A bus driver who knocked over and killed an elderly football supporter who was making his way home from watching a match has been banned from the road.
Alan Boyd, 35, drove his single decker McGills bus into the opposite carriageway and struck pensioner Allan Moir at Haymarket in Edinburgh on February 4 last year.
The newly-qualified driver crossed into a designated tram lane and collided with the 79-year-old who fell to the ground and suffered ‘head trauma with a heavily bleeding wound to the rear of his skull’.
Mr Moir, a father-of-four and a grandfather-of-five, was heading home after attending the Hearts versus Dundee United Scottish Premiership match at Tynecastle Park where he held a season ticket.
Edinburgh Sheriff Court was told the novice bus driver was in control of the single decker bus travelling from Edinburgh to Falkirk for only the second time on his own following his training.
The court heard last month that he admitted driving without due care and attention and knocking Mr Moir to the ground causing him to be so severely injured he died.
He returned to the dock for sentencing on Friday (29.11) where Sheriff Ian Anderson spared him a custodial sentence and instead issued a community payback order.
Boyd, of Westfield, Cumbernauld, was placed on a supervision order for six months and ordered to carry out 240 hours of unpaid work.

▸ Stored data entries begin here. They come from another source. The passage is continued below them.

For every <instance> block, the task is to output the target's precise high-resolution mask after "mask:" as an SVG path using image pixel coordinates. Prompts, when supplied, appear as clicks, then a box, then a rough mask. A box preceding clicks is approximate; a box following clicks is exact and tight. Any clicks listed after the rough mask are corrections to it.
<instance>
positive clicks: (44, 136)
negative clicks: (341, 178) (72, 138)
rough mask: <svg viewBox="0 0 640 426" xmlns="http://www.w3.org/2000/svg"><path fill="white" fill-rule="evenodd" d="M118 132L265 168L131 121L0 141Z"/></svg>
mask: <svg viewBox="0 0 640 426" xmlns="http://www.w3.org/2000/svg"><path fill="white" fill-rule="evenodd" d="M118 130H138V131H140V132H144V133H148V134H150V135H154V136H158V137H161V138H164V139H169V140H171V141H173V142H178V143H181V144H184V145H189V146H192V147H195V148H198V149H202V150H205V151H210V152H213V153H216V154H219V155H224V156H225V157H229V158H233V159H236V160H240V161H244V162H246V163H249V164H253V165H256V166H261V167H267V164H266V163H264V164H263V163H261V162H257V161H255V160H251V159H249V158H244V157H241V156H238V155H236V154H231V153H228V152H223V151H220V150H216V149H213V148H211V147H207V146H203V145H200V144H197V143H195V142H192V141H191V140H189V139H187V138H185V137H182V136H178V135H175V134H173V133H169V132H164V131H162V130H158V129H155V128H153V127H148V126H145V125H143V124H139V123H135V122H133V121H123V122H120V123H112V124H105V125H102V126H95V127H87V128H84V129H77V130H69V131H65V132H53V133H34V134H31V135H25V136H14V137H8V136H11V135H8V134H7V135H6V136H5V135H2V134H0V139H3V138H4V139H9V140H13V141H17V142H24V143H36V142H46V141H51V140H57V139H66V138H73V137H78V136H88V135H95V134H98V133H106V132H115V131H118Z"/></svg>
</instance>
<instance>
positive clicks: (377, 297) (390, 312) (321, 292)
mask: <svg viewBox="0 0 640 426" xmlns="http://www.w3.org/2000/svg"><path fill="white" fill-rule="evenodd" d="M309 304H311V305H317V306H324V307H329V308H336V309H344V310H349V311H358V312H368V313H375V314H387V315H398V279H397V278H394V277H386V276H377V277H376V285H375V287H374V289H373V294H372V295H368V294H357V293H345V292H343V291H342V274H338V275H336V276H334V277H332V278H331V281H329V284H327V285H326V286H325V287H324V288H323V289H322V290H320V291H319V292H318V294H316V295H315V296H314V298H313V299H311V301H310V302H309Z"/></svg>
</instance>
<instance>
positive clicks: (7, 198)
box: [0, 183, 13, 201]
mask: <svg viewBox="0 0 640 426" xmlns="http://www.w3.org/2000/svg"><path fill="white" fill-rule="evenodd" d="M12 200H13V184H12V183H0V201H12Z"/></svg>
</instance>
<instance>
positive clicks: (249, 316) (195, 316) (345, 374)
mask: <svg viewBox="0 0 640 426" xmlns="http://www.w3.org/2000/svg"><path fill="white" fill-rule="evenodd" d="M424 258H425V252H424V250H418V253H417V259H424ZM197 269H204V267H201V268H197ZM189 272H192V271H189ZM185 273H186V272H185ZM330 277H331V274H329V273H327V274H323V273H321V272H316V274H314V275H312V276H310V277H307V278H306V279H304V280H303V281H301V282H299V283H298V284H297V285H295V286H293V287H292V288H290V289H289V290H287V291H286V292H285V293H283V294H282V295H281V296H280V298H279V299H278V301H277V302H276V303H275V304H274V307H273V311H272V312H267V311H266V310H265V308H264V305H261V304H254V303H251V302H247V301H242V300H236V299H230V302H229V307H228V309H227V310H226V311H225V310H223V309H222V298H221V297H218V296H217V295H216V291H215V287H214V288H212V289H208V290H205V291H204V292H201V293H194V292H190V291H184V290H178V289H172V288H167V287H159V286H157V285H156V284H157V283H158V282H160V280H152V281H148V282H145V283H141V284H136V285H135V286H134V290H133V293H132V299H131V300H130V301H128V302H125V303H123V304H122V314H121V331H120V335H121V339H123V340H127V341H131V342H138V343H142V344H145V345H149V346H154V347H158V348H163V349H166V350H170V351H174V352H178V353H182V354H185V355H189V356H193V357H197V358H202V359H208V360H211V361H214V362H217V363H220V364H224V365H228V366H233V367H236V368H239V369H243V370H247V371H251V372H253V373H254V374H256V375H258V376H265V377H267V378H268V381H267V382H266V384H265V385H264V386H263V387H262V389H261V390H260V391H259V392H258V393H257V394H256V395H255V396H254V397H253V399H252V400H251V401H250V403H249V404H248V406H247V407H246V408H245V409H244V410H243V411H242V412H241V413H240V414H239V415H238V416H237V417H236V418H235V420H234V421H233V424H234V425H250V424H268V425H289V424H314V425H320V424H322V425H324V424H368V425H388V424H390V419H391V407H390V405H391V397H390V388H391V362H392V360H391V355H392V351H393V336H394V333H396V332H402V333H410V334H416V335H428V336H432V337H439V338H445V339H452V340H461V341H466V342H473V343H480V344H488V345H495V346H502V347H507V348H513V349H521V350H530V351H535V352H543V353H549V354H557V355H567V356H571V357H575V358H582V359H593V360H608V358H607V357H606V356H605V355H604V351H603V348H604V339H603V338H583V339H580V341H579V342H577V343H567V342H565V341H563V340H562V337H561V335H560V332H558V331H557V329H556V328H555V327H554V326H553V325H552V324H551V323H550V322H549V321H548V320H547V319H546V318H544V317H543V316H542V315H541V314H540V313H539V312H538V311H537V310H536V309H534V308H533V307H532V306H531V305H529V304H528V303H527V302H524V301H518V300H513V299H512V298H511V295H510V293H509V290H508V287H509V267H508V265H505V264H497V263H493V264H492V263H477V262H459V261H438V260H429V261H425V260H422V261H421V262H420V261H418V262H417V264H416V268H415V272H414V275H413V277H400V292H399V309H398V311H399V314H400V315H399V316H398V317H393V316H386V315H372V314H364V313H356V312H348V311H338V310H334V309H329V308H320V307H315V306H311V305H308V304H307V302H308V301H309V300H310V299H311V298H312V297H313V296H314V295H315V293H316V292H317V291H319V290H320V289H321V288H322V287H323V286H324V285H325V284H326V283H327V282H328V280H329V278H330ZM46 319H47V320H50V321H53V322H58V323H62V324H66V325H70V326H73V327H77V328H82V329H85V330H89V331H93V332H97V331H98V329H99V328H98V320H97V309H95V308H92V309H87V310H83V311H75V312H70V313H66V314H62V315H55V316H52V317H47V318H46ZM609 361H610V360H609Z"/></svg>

He was also banned from driving for 24 months and must pass the extended test before he’s allowed to drive again.
Previously fiscal depute Anna Robertson told the court the elderly victim had left Tynecastle Park and was due to be picked up by his taxi driver son.
Ms Robertson said the McGill’s Buses single decker driven by Boyd was travelling along the city’s Atholl Place and was approaching the junction with Morrison Street at around 5.35pm.
The court heard ‘for reasons unknown it began to straddle the west and east bound tram lanes before fully moving into the eastbound tramway prior to the Grosvenor Street junction’.
The fiscal said the road ‘is clearly signed ‘tram only’ with paint on the roadway’ and ‘the deceased was attempting to cross the carriageway from the south to north within the confines of the pedestrian crossing’.
Ms Robertson added Mr Moir had stopped on the central island and checked to the left before stepping out into the road where he was ‘struck by the bus’.
She said: ‘Impact occurred at 5.36pm with a speed of 16mph [taken] from on-board footage from the bus.
‘The deceased suffered head trauma with a heavily bleeding wound to the rear of his skull and a broken left wrist.’
The court was told witnesses including off duty medical practitioners rushed to the aid of Mr Moir and contacted the emergency services.
Mr Moir, who lived in the Stockbridge area of the capital, was placed into the back of an ambulance but was declared dead at 6.35pm.
The bus driver provided a negative drug wipe and alcohol breath test to the police at the scene and later successfully passed an eye test.
During a police interview Boyd told officers: ‘That was my second day. I didn’t see him at all, I didn’t see him on the island.’
Following Mr Moir’s death a relative posted online that he had been a lifelong season ticket holder and had attending Hearts matches since 1952.